Controlling 3800W 230V Water Heater Power for Stable Temperature—Microcontroller vs Analog

I have a resistance (~3800 watts) to boil water. The idea is to control the power supplied to regulate the output water temperature. The voltage supplied is 230v.

What is the best way to regulate power in order to get always the same water temperature?
To set up the regulation point should I use a microcontroller or analogue electronics? I don't have much experience in power electronics.
Any help will be much appreciated. Thanks.

NOTE: 230V CAN KILL YOU. MAKE SURE YOU GET SOMEONE TO VERIFY YOUR CIRCUIT IS SAFE. IF YOU CAN, USE AN ISOLATION TRANSFORMER.
The first thing you have to decide is how you are going to measure the temperature. You have many options- thermistors, diodes, RTDs, thermocouples, semiconductor sensors. Depending on your choice you could easily get away without a microcontroller. You may find an IC intended for the application. Heck you could get away with a thermostat.Here is a circuit that uses just a 555.Another choice you have to make is how you want to control the temperature. There is a bang-bang approach  or you could try some form of proportional control(extending all the way to PID.

The only thing I can add to Aubrey's usual excellent advice is that unless you use something simple like a thermostat (which is what most domestic water heaters still use, but are fairly imprecise and have a fairly large "dead-band") you should use something that uses Zero Voltage Switching.  This switches the power at the zero point on the AC waveform so you don't get high-current transitions which cause RF interference.  Otherwise you will need to put in extra suppression components (usually series inductors and parallel capacitance) to minimise the interference.And I would reiterate Aubrey's first paragraph of safety advice.  It sounds like you have not done much of this sort of thing before.  Take great care and get someone qualified to help you if you can.

Theoretically, boiling water will stay at 100degC (or whatever its nominal boiling point is) until has boiled away, so do you need a controller at all?

Thank you all for your advice.
I still have to research what you have suggested, but do you mean I can manage such power with the 555 circuit proposed?
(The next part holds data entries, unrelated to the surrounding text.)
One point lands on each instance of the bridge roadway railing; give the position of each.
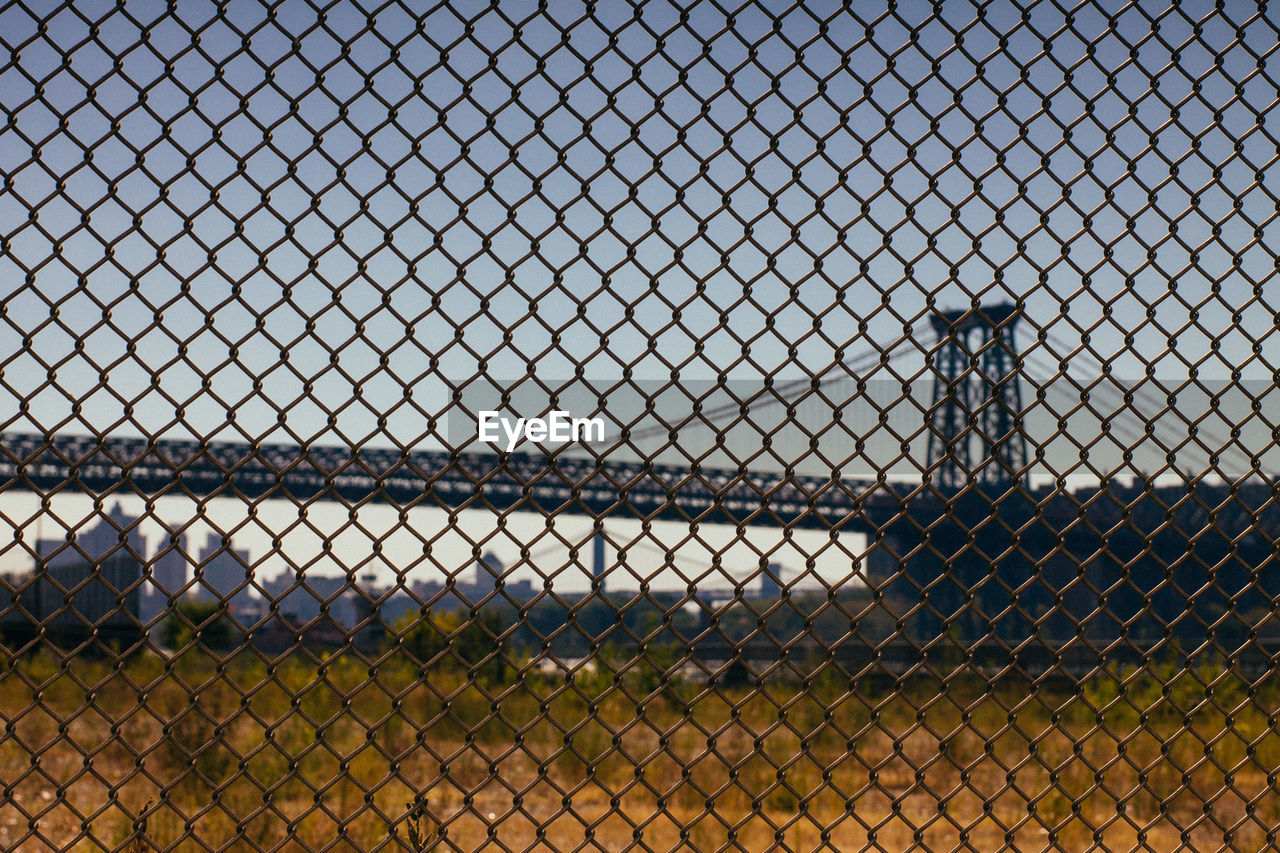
(429, 478)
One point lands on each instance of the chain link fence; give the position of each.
(639, 427)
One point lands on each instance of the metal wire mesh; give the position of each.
(932, 350)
I have read about using a triac optocoupler zero-cross, what do you think?What do you suggest in terms of safety? It is the most important...
Apologise for the delay

Jose...- Triac optocoupler zero cross - give us a link to what you read and we can comment- As Aubrey pointed out if you want to boil water, you don't need a control, if you want water at a certain controlled temperature then you will need a controller of some sort- 3800 W at 230V  = 16.5 Amps.  You will need something that can switch this sort of current, be it a relay or a triac- Optocouplers are great for keeping the control part of your circuit isolated from the actual power side.-  555 circuit  - it looks good, but note that all parts of the circuit will be at mains voltage, so your thermistor temperature sensor will have to be isolated from the water, which may not be easy.  Also note that it specifies a 2A load max. - to run your 16A load will require a much beefier triac which may need more gate current than a 555 can supply.  You could maybe get your 555 to drive a relay to switch the heater element, which would give you isolation as well.- Safety - make sure all metal parts are grounded, insulate live parts as much as possible, make sure no live parts can be touched through holes, make sure no water can reach live parts.  I reiterate -if you're not experienced at working with mains voltages, get someone qualified to help you.  In some countries (Australia where I am being one of them) it is a legal requirement.
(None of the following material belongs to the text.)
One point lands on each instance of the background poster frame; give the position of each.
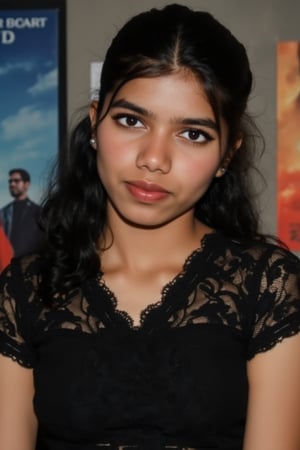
(33, 98)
Zero crossing means that the triac will start to conduct as the ac voltage crosses zero. This is an attempt to reduce radiated noise since no current is flowing at those times. However zero crossing means that you are working with a bang-bang approach. You cannot adjust the current using phase control.
For either approach there are a series of triac drivers that I have always found to be very effective. For non-zero crossing look at the MOC301x/302x range. For zero-crossing look at the MOC306x range. There are many options in the MOC30xx range. Note that all of them are triac drivers. There will always be an external  triac. They also have the advantage of providing isolation.And please heed David’s warnings. As I said in my first post- 220VAC can kill.

 Great, now I understand it better. Thank you so much,
About safety, I will check the design with an expert before testing.
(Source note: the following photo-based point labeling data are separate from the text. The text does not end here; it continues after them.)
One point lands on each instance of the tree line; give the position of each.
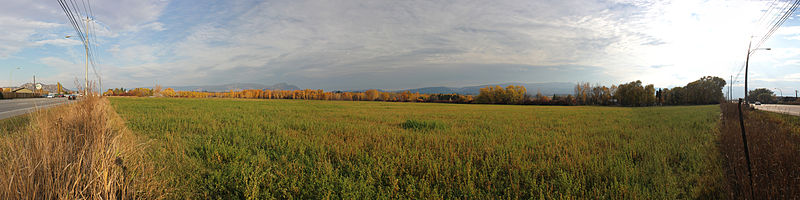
(306, 94)
(706, 90)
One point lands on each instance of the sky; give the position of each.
(388, 44)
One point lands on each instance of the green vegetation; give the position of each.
(238, 148)
(13, 124)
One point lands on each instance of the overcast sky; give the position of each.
(349, 44)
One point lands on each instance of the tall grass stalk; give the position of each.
(76, 151)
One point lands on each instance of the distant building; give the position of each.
(22, 90)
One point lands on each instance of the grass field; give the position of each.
(226, 148)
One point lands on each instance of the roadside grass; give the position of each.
(774, 146)
(235, 149)
(14, 124)
(76, 151)
(420, 125)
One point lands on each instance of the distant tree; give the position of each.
(372, 95)
(634, 94)
(762, 95)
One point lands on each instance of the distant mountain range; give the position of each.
(546, 88)
(234, 86)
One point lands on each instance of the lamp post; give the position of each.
(747, 65)
(86, 47)
(11, 78)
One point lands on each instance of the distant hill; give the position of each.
(234, 86)
(50, 88)
(546, 88)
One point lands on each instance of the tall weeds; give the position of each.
(774, 155)
(77, 151)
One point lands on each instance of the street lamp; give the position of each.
(11, 78)
(86, 46)
(747, 65)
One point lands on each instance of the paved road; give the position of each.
(785, 109)
(14, 107)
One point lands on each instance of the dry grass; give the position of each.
(77, 151)
(774, 154)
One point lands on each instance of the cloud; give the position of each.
(398, 44)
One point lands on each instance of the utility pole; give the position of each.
(730, 89)
(746, 66)
(86, 46)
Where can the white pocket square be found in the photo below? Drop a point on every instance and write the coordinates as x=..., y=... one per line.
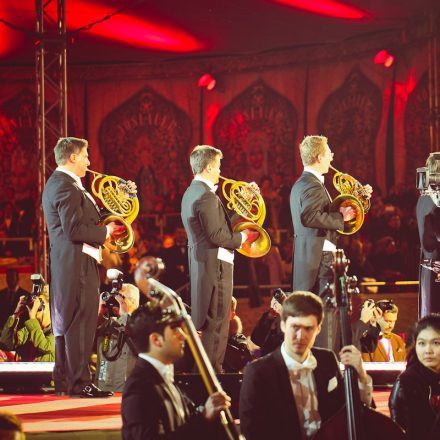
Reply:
x=332, y=384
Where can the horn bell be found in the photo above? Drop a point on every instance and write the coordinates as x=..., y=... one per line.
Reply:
x=123, y=243
x=259, y=247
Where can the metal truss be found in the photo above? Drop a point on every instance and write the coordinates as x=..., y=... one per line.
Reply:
x=51, y=99
x=434, y=83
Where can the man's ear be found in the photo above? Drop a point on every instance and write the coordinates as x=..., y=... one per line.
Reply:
x=283, y=326
x=319, y=329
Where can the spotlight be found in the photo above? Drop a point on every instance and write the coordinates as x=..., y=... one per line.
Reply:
x=207, y=81
x=384, y=57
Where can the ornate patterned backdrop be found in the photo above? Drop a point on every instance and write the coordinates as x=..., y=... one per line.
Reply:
x=417, y=129
x=147, y=139
x=351, y=117
x=257, y=133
220VAC (or any other mains) can also damage your instruments like an oscilloscope. They must be rated to work with the high voltage. Also keep in mind that the negative of your ‘scope is connected to  earth/ground through the power connection.

One more thing. If you go with a triac, keep in mind that there is a volt drop, say 1V(check the data sheet).  At 16 A the triac will be dissipating 16W- it’s going to get HOT even at 1/4  that (even in the unlikely event that there is only a 0.25V drop). You should plan for a heat sink.